AIP president explains biodegradable and compostable packaging

Biodegradable and compostable packaging are not interchangeable. Dr Carol Kilcullen-Lawrence, the national president of the Australia Institute of Packaging (AIP) explains why.

Compostable and biodegradable – two terms that are often used interchangeably, but in reality actually mean very different things.

In light of the recent Australian Environment Ministers announcement that 100 per cent of packaging in Australia will be reusable, recyclable or compostable by 2025 we need to better understand how we can really achieve this and how different this target is compared to the packaging waste streams that are in place today.

The first step is to understand the difference between compostable and biodegradable packaging.

READ: AIP will run food waste and packaging seminars at FoodTech PackTech

Everything will degrade over time but true biodegradation occurs through a biochemical process, with the aid of enzymes produced by naturally occurring microorganisms, both in the presence and absence of oxygen i.e. aerobic or anaerobic, without leaving behind any toxins, yielding only carbon dioxide, water and humus or biomass.

Biodegradable packaging is either completely or partially derived from a renewable source – like paper or starch – or, if it is petroleum based, is specifically engineered with the aid of additives, to decompose in the natural environment.
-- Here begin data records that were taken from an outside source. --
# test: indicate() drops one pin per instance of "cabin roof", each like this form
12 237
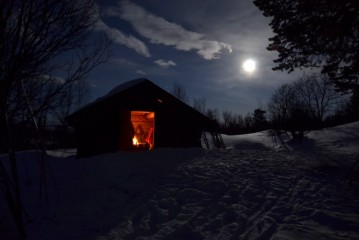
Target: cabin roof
140 83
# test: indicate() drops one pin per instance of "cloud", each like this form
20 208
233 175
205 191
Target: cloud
160 31
165 64
120 38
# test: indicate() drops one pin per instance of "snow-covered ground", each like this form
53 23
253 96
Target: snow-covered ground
261 187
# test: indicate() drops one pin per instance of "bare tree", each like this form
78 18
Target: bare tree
318 95
40 39
280 104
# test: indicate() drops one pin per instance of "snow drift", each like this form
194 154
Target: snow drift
261 187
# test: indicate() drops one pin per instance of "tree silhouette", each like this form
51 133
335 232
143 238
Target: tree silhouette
316 33
38 40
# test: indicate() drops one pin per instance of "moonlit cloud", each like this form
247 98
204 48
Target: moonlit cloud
140 72
120 38
165 64
160 31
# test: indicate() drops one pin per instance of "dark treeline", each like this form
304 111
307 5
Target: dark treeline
310 103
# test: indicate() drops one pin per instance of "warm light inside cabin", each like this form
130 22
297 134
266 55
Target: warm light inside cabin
135 141
143 123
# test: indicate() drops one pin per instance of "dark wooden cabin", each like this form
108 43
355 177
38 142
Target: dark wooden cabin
137 115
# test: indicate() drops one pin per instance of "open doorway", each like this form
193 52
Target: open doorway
144 126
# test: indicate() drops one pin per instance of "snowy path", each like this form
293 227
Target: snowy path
248 195
250 191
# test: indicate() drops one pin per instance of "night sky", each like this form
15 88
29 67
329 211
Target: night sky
198 44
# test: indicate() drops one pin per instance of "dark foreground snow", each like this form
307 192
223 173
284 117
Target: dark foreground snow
260 188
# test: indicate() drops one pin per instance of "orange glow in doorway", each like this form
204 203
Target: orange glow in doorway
143 124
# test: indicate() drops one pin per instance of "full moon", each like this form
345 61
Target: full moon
249 65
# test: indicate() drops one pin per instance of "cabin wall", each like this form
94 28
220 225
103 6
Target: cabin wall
176 130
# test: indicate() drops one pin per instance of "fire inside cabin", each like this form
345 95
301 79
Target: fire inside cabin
143 124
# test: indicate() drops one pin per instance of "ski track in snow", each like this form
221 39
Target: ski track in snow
258 189
246 195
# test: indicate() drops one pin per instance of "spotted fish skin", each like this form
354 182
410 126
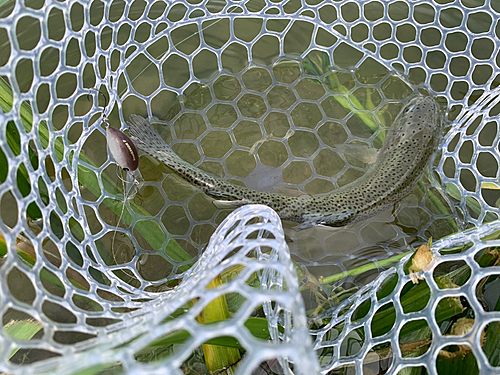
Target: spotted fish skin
405 153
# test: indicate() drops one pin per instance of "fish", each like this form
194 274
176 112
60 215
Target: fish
400 163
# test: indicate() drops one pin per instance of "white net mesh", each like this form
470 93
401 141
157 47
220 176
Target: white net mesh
264 94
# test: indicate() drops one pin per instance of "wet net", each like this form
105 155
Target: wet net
102 277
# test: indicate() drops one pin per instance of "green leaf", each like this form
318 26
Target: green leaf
22 330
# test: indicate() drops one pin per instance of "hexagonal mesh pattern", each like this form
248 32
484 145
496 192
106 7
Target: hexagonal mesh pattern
273 95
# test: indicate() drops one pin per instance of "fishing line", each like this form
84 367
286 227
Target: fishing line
124 153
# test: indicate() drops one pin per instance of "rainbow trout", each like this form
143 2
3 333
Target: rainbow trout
399 165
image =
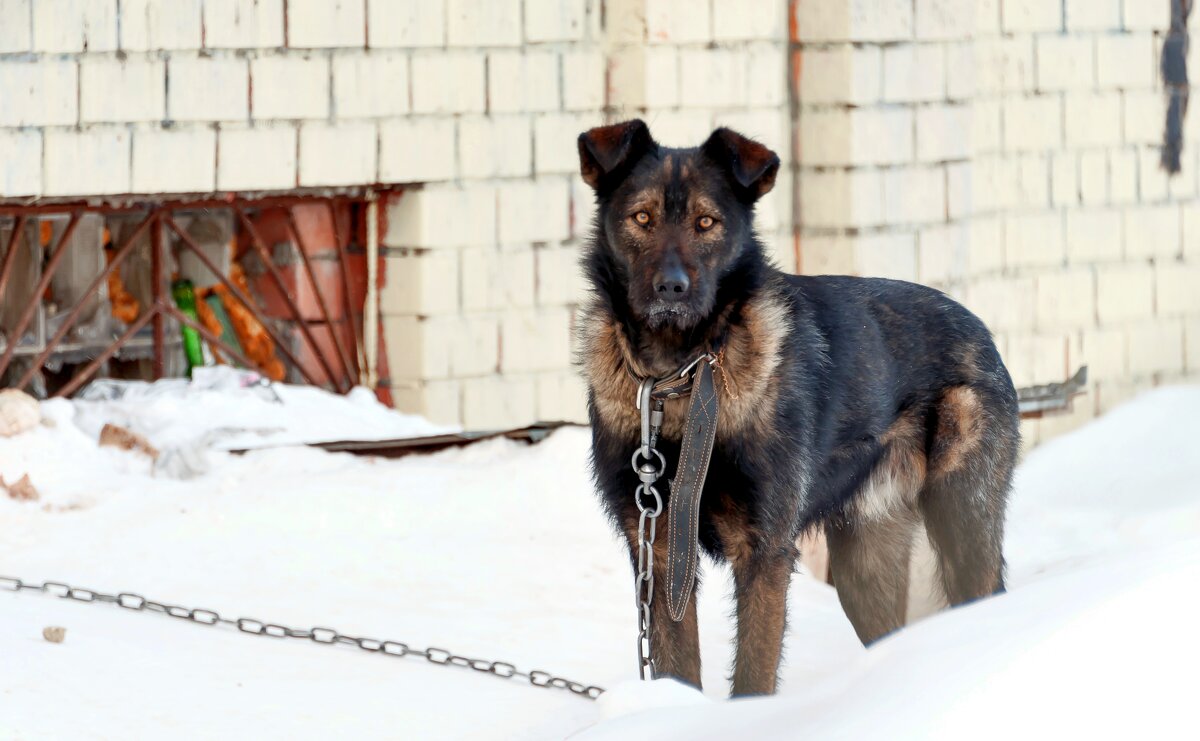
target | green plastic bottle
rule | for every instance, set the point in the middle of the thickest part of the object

Such additives change the chemical composition of the plastic.

While this does not affect its manufacturing, use or shelf life, such that it differs functionally from other plastics, it is significant at the end of life.

A biodegradable plastic will be considered a contaminant in the plastics recycling stream, as on being exposed to moisture and appropriate microorganisms, the biodegradation process will commence.

Compostable packaging has an organic origin, like sugar cane, bamboo or paper, and can broadly be classified into two types:

1. one that which will compost in a home compost; and

2. one that requires an industrial compost facility.

Industrial composting can cope with a wider range of compostable products as it involves pre-processing – where materials are ground and chipped down into smaller pieces, and in addition, industrial composting provides the higher temperatures needed for more efficient break down.

Home composting takes place at much lower temperatures and over an extended time frame, which can typically go up to a year, compared to a matter of weeks for industrial composting. And what people and organisations need to realise is that there is a different set of standards for materials suitable for home composting, which is governed by Vincotte a Belgium-based certification organisation.

While not currently available in all regions of Australia, industrial composting facilities are becoming increasingly widespread with many more councils and private companies providing bins where food scraps and compostable packaging can be disposed of within existing green waste collection services.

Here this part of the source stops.